Every bite of these cookies was supposed to transport you to the canals of Venice. These cookies were crafted with deliberate precision to match the European originals that inspired Margaret Rudkin during her tasting trip to Belgium.
They were initially stocked in bakery aisles rather than with regular cookies. But all this branding could not save the cookie from being discontinued in the 1960s.
Discontinued: 1960s
When baroque beauty was transformed into a cookie.
Named after the German city famous for its architecture, Dresden cookies embodied the artistic spirit of their namesake. They were part of Pepperidge Farm’s original vision to make grocery shopping feel like a European cultural experience.
Only three cookies from that original 1955 lineup survive today. Milano, Bordeaux, and Brussels.
Discontinued: 1960s
The brownie that wasn’t quite a brownie.
A brownie crème sandwich cookie named after the Italian island paradise.

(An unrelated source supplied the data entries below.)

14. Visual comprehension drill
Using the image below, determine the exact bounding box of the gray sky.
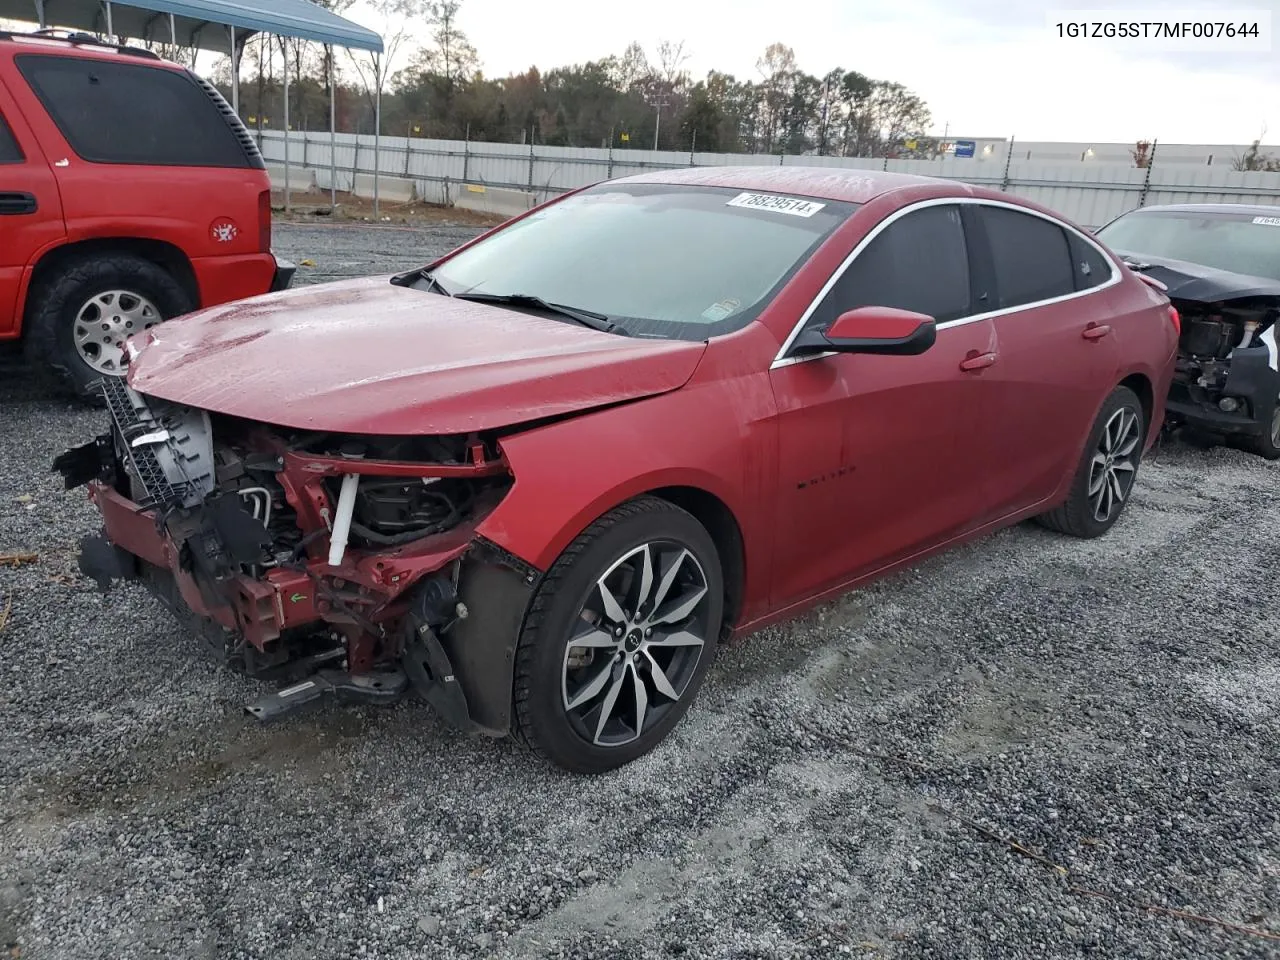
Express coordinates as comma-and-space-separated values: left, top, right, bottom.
357, 0, 1279, 143
2, 0, 1273, 144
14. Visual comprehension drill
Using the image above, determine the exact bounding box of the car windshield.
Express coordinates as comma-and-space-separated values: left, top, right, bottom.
1095, 209, 1280, 281
428, 182, 857, 340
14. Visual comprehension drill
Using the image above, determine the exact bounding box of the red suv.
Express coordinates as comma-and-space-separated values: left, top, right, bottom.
0, 30, 293, 400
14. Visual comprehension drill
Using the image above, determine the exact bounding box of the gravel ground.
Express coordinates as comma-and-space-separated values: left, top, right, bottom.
2, 222, 1278, 960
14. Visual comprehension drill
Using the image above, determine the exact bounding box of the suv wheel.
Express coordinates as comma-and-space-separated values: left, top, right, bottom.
512, 496, 723, 774
25, 253, 193, 402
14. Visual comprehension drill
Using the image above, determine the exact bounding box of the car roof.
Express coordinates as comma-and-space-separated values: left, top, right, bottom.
1124, 202, 1280, 216
0, 30, 169, 66
610, 164, 962, 205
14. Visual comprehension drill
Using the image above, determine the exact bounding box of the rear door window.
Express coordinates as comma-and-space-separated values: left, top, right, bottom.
1068, 232, 1112, 291
15, 54, 250, 168
980, 206, 1077, 308
809, 203, 974, 327
0, 109, 22, 164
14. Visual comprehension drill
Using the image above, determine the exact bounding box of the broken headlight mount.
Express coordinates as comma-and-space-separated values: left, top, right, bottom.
88, 378, 273, 604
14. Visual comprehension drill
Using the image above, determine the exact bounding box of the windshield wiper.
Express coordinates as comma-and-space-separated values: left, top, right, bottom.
451, 292, 624, 334
389, 266, 449, 295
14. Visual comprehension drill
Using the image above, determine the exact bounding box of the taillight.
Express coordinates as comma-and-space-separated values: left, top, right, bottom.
258, 189, 272, 253
1167, 304, 1181, 336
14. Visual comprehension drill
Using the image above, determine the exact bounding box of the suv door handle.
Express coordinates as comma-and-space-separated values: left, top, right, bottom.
0, 191, 37, 215
1082, 322, 1112, 340
959, 350, 997, 372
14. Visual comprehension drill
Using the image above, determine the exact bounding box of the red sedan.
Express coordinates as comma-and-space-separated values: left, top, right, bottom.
55, 167, 1179, 773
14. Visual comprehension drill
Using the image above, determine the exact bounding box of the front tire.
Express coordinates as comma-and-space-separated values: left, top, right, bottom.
512, 496, 723, 774
1238, 403, 1280, 460
24, 253, 192, 402
1036, 384, 1146, 539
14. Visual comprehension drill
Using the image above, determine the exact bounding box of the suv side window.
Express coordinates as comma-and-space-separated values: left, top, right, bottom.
0, 109, 22, 164
808, 204, 973, 330
980, 206, 1076, 308
15, 54, 250, 168
1068, 231, 1112, 291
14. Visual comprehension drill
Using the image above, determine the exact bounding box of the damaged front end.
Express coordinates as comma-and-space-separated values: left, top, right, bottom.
1123, 255, 1280, 439
53, 377, 539, 733
1168, 297, 1280, 436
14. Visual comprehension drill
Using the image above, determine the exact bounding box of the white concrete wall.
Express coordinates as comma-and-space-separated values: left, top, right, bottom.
453, 183, 536, 218
265, 162, 318, 193
257, 131, 1280, 230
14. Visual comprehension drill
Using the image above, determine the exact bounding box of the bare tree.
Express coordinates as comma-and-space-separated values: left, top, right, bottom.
346, 0, 426, 125
834, 70, 874, 156
756, 42, 797, 153
422, 0, 479, 86
248, 32, 275, 131
867, 81, 930, 156
608, 41, 652, 93
656, 39, 690, 91
1233, 127, 1280, 171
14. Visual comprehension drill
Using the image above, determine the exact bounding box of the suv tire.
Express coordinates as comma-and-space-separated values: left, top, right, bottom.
24, 253, 193, 402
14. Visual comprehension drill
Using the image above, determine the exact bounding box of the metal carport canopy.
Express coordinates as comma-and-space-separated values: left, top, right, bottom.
1, 0, 383, 52
2, 0, 387, 214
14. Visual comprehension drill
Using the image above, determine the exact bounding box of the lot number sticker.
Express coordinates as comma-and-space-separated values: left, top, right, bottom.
1253, 216, 1280, 226
726, 192, 826, 217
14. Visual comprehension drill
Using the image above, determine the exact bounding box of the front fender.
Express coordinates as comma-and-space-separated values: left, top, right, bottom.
474, 351, 779, 614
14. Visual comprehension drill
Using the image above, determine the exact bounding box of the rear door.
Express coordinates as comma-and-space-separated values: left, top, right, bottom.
0, 74, 64, 337
967, 202, 1123, 516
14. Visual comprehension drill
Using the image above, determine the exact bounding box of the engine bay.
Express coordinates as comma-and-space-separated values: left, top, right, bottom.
55, 378, 520, 705
1173, 298, 1280, 404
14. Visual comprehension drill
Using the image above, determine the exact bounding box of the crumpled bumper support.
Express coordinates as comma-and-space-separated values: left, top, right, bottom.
1167, 343, 1280, 436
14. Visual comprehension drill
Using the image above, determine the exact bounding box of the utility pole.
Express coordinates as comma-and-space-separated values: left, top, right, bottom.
652, 96, 668, 150
819, 76, 830, 156
645, 84, 669, 151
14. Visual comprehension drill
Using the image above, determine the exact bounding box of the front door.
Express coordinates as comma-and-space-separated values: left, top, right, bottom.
768, 202, 1000, 609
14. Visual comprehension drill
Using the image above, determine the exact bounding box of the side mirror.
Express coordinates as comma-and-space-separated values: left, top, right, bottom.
792, 305, 937, 356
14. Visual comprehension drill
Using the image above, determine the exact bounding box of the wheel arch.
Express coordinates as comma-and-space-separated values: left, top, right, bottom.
1118, 370, 1154, 432
21, 237, 199, 334
451, 482, 748, 742
643, 485, 746, 638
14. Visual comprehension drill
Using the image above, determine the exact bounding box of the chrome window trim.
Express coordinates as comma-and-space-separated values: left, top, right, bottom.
769, 196, 1124, 370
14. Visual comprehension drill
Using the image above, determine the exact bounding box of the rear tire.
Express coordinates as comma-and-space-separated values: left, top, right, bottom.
512, 496, 723, 774
1036, 385, 1146, 539
23, 253, 192, 403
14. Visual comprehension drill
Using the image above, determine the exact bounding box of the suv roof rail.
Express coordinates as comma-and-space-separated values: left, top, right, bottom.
0, 28, 163, 60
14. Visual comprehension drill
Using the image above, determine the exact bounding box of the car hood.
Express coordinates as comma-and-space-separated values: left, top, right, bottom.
125, 276, 708, 435
1113, 249, 1280, 304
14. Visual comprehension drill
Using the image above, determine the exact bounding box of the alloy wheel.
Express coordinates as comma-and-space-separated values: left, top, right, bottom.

Capri was another experiment by Pepperidge Farm to take classic American dessert flavors wrapped in a sophisticated European name.
Discontinued: 1983
The force was with these cookies.
1983 was a magical year for Star Wars fans and cookie lovers. These cookies featured edible action figures with 15 different characters across three galactic flavors. Vanilla (Rebel Alliance I), chocolate (Imperial Forces), and peanut butter (Rebel Alliance II).

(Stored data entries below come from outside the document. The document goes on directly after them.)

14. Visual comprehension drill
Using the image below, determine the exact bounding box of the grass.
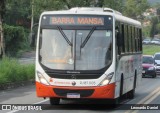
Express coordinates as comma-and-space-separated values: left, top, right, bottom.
143, 45, 160, 55
0, 57, 35, 84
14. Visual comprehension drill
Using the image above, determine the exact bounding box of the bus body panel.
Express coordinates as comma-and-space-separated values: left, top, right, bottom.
35, 62, 115, 87
114, 54, 142, 98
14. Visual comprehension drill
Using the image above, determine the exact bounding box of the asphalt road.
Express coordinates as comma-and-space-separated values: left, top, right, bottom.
1, 77, 160, 113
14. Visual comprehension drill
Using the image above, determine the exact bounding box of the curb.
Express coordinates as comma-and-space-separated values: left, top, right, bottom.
0, 80, 35, 90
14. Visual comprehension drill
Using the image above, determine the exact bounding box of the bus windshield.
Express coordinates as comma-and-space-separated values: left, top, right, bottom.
39, 28, 112, 70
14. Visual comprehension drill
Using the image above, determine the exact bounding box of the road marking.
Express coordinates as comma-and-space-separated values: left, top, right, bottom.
136, 87, 160, 104
144, 89, 160, 104
33, 99, 49, 104
125, 87, 160, 113
132, 89, 160, 113
6, 99, 49, 113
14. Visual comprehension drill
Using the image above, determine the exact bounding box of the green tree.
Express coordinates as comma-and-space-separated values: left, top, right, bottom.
33, 0, 65, 22
150, 17, 158, 37
62, 0, 94, 8
5, 0, 31, 27
124, 0, 149, 19
103, 0, 124, 12
33, 0, 102, 22
143, 25, 151, 37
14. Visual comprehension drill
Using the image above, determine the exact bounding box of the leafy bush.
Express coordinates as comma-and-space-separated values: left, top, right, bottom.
3, 24, 30, 57
0, 57, 35, 84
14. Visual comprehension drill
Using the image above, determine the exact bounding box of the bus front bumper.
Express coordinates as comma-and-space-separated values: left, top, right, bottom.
36, 82, 115, 99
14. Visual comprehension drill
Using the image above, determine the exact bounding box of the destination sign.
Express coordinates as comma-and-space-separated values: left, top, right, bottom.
49, 16, 104, 26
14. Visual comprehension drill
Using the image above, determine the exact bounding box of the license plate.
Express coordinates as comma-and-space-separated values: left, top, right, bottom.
142, 71, 145, 73
67, 93, 80, 98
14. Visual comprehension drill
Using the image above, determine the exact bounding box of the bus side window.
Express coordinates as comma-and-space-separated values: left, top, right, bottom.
116, 26, 123, 55
139, 29, 142, 51
124, 25, 128, 53
132, 26, 135, 52
120, 24, 125, 53
134, 27, 137, 52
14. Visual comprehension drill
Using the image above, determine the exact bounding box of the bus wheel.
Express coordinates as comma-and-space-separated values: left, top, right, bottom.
50, 98, 60, 105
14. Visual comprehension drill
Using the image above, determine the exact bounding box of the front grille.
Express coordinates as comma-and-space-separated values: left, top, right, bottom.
53, 88, 94, 97
46, 72, 102, 79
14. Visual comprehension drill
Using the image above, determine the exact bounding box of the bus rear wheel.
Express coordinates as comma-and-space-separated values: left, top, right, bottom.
50, 98, 60, 105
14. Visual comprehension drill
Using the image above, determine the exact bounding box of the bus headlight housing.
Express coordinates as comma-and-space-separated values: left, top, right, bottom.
37, 72, 50, 85
98, 72, 114, 86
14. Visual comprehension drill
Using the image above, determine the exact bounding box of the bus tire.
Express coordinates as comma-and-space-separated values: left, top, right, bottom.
50, 98, 60, 105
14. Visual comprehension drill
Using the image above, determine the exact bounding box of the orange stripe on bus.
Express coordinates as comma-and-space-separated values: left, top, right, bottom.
36, 82, 115, 99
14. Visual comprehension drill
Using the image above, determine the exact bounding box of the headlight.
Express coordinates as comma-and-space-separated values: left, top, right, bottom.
98, 72, 114, 86
37, 72, 50, 85
148, 67, 154, 70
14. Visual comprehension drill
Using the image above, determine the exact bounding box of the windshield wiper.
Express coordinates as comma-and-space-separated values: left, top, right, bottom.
80, 26, 96, 48
57, 26, 73, 46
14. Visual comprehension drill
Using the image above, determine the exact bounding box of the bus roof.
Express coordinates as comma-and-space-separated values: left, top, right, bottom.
41, 7, 141, 27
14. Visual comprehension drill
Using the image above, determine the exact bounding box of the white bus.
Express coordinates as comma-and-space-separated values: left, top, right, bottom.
36, 7, 142, 105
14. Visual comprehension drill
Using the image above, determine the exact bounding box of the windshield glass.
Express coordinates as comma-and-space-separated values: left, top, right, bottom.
143, 56, 154, 64
154, 54, 160, 60
39, 29, 112, 70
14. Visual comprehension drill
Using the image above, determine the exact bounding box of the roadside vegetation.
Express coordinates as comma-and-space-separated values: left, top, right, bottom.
3, 24, 31, 57
0, 57, 35, 84
143, 45, 160, 55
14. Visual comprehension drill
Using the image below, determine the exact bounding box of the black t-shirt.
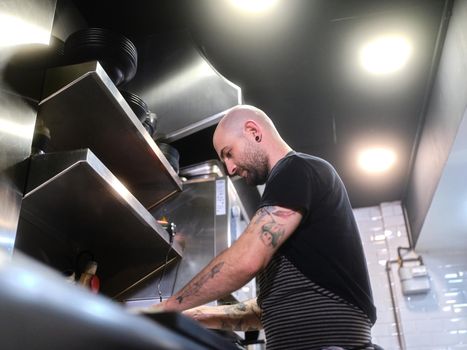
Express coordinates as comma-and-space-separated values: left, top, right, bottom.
259, 151, 377, 324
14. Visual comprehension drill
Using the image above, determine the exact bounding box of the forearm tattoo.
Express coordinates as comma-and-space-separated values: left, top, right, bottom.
221, 301, 263, 331
223, 302, 246, 330
175, 262, 224, 304
254, 206, 295, 248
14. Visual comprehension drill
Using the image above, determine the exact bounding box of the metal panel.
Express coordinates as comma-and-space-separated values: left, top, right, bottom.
404, 0, 459, 247
0, 0, 57, 256
38, 61, 182, 209
15, 149, 182, 298
0, 91, 36, 255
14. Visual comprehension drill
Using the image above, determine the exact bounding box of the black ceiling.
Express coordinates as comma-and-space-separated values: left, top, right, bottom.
70, 0, 448, 208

Kids would play elaborate adventures with Luke Skywalker and Darth Vader cookies before finally eating them. The promotion included collectible plastic tumblers, and today, empty boxes sell for $35-45 to collectors.
Discontinued: Early 2000s
The couch potato’s dream treat.
“Unlike anything else in the cookie aisle,” that was the slogan. These bite-sized treats came in three flavors. Chocolate Almond, Cookies and Creme, and Pralines and Creme.
These were the perfect cookies for your lazy Saturday on the couch.
Discontinued: 2022
These guys were so popular that they lasted 62 years.

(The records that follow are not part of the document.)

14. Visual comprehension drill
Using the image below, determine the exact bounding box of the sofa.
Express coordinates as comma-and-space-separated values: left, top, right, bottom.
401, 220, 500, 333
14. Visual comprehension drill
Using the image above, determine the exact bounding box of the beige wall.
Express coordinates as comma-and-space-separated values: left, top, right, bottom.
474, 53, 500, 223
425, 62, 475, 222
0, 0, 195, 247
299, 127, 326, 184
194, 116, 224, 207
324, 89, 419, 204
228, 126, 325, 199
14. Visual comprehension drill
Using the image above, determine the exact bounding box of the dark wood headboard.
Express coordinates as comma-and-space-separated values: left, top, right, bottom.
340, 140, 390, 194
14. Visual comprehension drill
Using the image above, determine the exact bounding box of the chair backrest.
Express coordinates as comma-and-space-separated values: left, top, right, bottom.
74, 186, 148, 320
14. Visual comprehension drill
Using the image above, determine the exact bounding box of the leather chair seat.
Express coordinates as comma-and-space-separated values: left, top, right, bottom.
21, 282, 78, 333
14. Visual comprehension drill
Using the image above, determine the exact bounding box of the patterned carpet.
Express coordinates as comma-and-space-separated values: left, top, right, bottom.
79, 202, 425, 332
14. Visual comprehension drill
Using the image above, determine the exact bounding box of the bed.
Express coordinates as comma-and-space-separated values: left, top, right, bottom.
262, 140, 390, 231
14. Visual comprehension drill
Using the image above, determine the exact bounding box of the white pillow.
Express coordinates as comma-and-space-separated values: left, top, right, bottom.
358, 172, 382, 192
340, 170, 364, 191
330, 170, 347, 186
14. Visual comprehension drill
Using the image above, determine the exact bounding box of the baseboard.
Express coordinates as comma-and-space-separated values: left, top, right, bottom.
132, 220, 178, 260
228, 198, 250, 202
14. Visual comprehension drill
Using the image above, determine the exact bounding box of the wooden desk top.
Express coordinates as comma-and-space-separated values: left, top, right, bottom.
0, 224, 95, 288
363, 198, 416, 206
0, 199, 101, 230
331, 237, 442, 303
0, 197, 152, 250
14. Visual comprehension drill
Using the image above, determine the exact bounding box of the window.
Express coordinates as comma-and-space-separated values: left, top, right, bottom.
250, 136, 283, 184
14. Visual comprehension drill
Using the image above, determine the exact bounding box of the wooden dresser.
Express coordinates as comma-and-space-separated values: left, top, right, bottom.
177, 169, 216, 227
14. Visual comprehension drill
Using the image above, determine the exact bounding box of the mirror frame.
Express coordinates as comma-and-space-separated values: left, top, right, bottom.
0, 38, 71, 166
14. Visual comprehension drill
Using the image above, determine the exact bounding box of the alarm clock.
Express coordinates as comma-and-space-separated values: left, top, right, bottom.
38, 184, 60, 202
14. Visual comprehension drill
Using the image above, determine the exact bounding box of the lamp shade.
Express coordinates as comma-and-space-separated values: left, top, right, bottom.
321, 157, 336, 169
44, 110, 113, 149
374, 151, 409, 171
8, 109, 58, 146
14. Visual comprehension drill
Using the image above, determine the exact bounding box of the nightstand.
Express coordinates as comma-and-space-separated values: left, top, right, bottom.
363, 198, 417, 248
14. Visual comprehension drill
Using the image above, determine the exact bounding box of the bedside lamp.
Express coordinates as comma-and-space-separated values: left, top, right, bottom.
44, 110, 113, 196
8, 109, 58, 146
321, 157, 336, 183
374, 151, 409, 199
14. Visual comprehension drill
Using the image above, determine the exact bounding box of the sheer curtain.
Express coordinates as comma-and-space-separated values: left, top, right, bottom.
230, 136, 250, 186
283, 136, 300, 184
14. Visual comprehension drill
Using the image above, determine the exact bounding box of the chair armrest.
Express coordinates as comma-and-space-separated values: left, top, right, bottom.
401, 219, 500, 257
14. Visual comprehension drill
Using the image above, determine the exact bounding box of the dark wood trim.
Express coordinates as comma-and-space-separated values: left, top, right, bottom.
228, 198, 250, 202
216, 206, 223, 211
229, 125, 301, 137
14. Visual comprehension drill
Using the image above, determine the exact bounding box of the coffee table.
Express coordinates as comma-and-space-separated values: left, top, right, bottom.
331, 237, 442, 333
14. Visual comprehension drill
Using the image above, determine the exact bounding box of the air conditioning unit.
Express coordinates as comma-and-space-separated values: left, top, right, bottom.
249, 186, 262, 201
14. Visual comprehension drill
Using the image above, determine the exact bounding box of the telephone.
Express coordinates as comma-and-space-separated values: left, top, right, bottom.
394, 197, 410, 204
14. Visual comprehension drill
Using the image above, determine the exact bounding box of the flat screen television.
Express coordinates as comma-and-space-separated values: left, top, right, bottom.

Margaret Rudkin refused to make just another coconut cookie. And oh boy, did she succeed. These golden coconut cookies were sandwiched with rich chocolate for a little tropical gateway in every bite.
Starting in a pink bag in the 1960s, they became beloved for six decades before Pepperidge Farm confirmed their discontinuation via Twitter in 2022. Fans are still heartbroken.
Discontinued: 2000s
Boston’s chocolate contribution.
Part of the successful American Collection line, these crunchy dark chocolate cookies with dark chocolate chips represented New England at its finest. Named after Boston’s historic neighborhood, they joined fellow American cities like Nantucket and Sausalito on grocery shelves.
The American Collection was so successful that Pepperidge Farm tried to replicate it with frozen desserts in 1987.
Discontinued: Unknown
The cookie that tasted like cake.
A crispy chocolate cookie that was delivered that converted the brownie into a cookie. It gave brownie fans their fix without the mess of cutting squares or waiting for baking time.
Discontinued: 2010
An expensive cookie, but my favorite.
These chocolate chunk cookies with nuts were beloved. But they were so pricey that devoted fans created copycat recipes at home. The cookies inspired dedicated home bakers who called them their “husband’s favorite” but couldn’t justify the cost.
Ironically, when food bloggers visited the actual city of Sausalito, California, they found it sorely lacking in the cookie department.
Discontinued: Unknown
A citrus mystery.
Limited records remain of these lemon-flavored cookies with nuts, but they represented Pepperidge Farm’s willingness to experiment beyond chocolate-based treats.
Like many discontinued cookies, they fell victim to production costs.
Discontinued: Unknown
This wasn’t your ordinary graham cracker.
Cinnamon Graham Cookies distinguished themselves from regular graham crackers with Pepperidge Farm’s signature quality and unique cinnamon flavors. They had a similar taste profile to the current Goldfish Cinnamon Graham line.
Discontinued: Unknown
The sweet collision of flavors.
Combining two beloved candy flavors—toffee and fudge—these cookies went beyond their traditional European-inspired offerings.